Çerkesya Yurtseverlerini, ''bölücülük ve yıkıcılık'' yapmakla suçlayanlar, Çerkes adını Federasyonun başına getirmek istemeyen, Çerkesleri yok sayan, kendi kişisel ve sınıfsal çıkarlarını Kafkasya aldatmacası, uyutma temeline dayandırarak korumak zorunda olanlardır. Bunu sağlamak için de ellerinden geleni yapmak zorundadırlar ve bu kongrede de şimdilik başarılı oldular. Üstelik Çerkes adını tercih edenlerin, etmeyenlerin iki katı oy olmasına rağmen.
Her şeye rağmen neyin gerçek, neyin yalan olduğunu bir gün Çerkes halkı teslim edecektir.
Yeni yönetim umarım, Çerkes meselesine onların gözüyle bakmaz ve onların görüşlerinden ilham almaz, bir gün bu şartlandırmalardan kurtularak Çerkeslik sorununa daha samimi, iyi niyetli ve gerçekçi biçimde eğilebileceğini umuyor en kısa zamanda Federasyonun Çerkes ismi alması yönündeki çalışmalarını bekliyoruz.
Yeni yönetimin Çerkes Ulusal varlığını yok etmek isteyenlerin aldatmacalarından kendini koruyabilmesi, Çerkes halkının bütünlüğünün oluşturulabilmesi, kendi ulusal sorunlarına yönelebilmesi ve belirlenecek sağlıklı yol haritasında birliği sağlayabilmesi için çalışması elzemdir. Bu sebeple Çerkesleri aynı niyet, amaç ve hedefler etrafında bir araya getirip, buluşturup kaynaştırmalı, fikirleri aynı potada eritip, Çerkesya bedeninin birer azası haline getirecek ortak ideallerde buluşturmak gerekir.
Böylelikle Çerkesler, bu ortak değerler etrafında kenetlenmiş büyük bir aile meydana getireceklerdir; büyük Çerkesya ailesini.
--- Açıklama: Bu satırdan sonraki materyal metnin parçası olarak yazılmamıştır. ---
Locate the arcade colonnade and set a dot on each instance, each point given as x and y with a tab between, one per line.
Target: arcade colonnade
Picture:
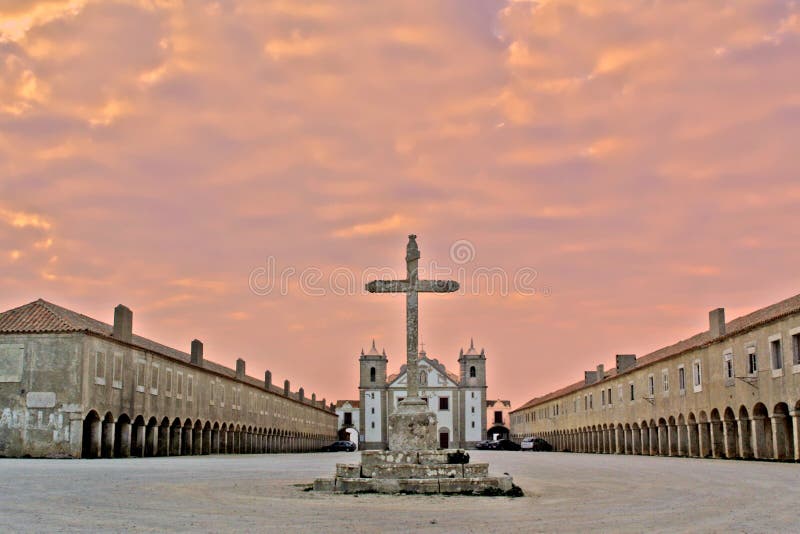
755	432
121	437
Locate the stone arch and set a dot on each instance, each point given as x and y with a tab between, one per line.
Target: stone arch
731	433
717	435
693	436
137	436
91	439
745	428
645	437
783	432
762	432
672	435
107	438
176	437
122	437
151	437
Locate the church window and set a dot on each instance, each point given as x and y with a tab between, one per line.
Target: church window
796	349
140	376
100	368
752	361
154	379
116	372
776	351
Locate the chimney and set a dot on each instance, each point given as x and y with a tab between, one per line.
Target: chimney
123	323
625	362
589	377
197	352
716	322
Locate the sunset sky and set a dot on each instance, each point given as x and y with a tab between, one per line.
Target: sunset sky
640	157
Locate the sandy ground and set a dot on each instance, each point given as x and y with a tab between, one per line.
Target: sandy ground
565	492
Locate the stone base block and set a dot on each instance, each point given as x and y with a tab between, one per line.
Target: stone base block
348	470
406	471
369	459
324	484
476	470
444	456
412	430
471	485
355	485
419	485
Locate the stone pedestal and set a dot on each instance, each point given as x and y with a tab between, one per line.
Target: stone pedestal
412	427
426	471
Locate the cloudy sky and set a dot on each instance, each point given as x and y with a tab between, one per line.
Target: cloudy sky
629	164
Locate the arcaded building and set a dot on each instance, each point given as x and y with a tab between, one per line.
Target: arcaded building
458	400
732	391
73	386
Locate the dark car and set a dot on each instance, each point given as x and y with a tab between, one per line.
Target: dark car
506	445
536	444
340	446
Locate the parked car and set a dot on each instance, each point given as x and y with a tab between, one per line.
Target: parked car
339	446
532	443
506	445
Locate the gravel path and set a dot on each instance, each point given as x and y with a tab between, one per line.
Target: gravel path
565	492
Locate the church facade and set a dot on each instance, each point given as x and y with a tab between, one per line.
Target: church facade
72	386
458	400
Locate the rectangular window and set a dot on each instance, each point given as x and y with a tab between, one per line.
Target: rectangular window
697	376
116	372
752	361
776	352
154	379
796	349
168	383
100	368
727	365
140	368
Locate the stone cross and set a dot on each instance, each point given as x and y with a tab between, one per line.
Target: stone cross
412	286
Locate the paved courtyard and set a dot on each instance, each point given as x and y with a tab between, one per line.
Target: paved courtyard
565	492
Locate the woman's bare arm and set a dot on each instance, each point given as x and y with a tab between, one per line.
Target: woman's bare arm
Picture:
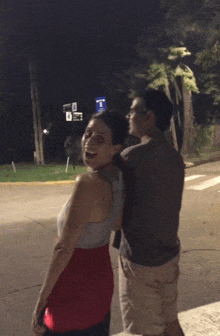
81	204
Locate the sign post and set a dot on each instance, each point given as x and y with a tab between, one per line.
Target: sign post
71	112
100	104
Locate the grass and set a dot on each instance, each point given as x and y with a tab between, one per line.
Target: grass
29	172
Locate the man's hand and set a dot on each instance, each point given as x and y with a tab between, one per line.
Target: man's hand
37	326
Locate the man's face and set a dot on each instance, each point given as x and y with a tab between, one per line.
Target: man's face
137	117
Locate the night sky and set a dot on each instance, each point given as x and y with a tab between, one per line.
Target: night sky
77	44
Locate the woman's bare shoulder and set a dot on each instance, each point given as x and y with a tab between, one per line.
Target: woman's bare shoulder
90	179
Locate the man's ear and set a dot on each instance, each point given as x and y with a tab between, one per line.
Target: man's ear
117	149
150	118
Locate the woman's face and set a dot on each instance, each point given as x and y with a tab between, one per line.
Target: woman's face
97	148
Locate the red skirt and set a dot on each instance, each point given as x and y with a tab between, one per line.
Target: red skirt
82	295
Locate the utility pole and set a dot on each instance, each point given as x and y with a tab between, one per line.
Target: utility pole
38	136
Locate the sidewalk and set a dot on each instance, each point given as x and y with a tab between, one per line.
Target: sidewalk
209	157
204	320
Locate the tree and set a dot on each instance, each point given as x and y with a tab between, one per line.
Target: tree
38	134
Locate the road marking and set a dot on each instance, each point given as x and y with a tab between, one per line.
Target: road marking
205	184
192	177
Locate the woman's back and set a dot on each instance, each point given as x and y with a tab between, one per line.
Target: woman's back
107	204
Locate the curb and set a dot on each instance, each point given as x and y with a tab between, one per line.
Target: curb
187	165
37	183
197	163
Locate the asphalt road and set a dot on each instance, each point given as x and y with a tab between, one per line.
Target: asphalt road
28	231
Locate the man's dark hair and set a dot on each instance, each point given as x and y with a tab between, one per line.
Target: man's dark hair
160	104
116	122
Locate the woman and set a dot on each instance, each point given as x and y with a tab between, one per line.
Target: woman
76	295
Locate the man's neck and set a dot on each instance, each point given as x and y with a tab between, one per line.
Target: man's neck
152	134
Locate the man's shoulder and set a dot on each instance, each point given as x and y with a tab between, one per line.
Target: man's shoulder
133	151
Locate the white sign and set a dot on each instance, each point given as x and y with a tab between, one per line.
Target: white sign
77	116
74	107
69	116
Ancak bu gün Çerkesler birbirlerini anlayamayacak kadar yabancılaşmışlardır. Bölük pörçük olmuş, dünyanın dört bir yanına dağılmış ve birbirlerinden kopuk halde yaşamaktalar.
Birlik ve beraberlik için gereken mukavemeti gösteremiyorlar.
Çerkesleri birleştirecek güçlü bir yapının olmaması büyük bir ayıp sayılmalıdır.
Bu öyle bir hal almış ki, aynı coğrafyada ve aynı bölgede yaşayan Çerkesler bile farklı kutuplara ayrılmış ve birbirlerine yabancı gözüyle bakabilmektedirler.
Çerkesler böyle dağınık, birbirlerine ilgisiz ve yabancı kaldıkları müddetçe zayıflıktan ve güçsüz kalmaktan kurtulabilirler mi?
Bu halkın Çerkesya mücadelesini verebilmesi, bir fikrin etrafında birleşebilmesi, idealist insanlar yetiştirebilmesi ve muhataba karşı gereken direnişi gösterebilmesi nasıl gerçekleşecek?
Bu durum kendiliğinden değişebilir mi?
Aramızda İhtilaflar olabilir. Biz birbirimizi yıpratmadığımız müddetçe bu gayet normaldir ve hoş görülmelidir. Bu aynı zamanda fikir çeşitliliği açısından bir zenginlik sayılmalıdır.
Ancak Çerkesler, Çerkesya ve Çerkeslik fikirlerinin esaslarına hizmet etmeyen ve faydasına olmayan, Çerkes düşmanlarının çıkarlarına hizmet edecek yollardan da uzak durmamız gerekiyor.
***
Çerkesyanın gerçekleşebilmesi belki günümüz için hayal sayılabilir. Ancak gerçekleşmesi tümüyle olanak dışı değildir ve mümkündür. Ancak Çerkeslerin bu konudaki en büyük sıkıntılarından biri, bir türlü yan yana gelememeleridir.
Yan yana gelip meseleleri kendi aralarında konuşabilirlerse, birbirlerini daha iyi anlayabilecekler ve ortak hareket edebilmenin de yolunu açmış olacaklardır.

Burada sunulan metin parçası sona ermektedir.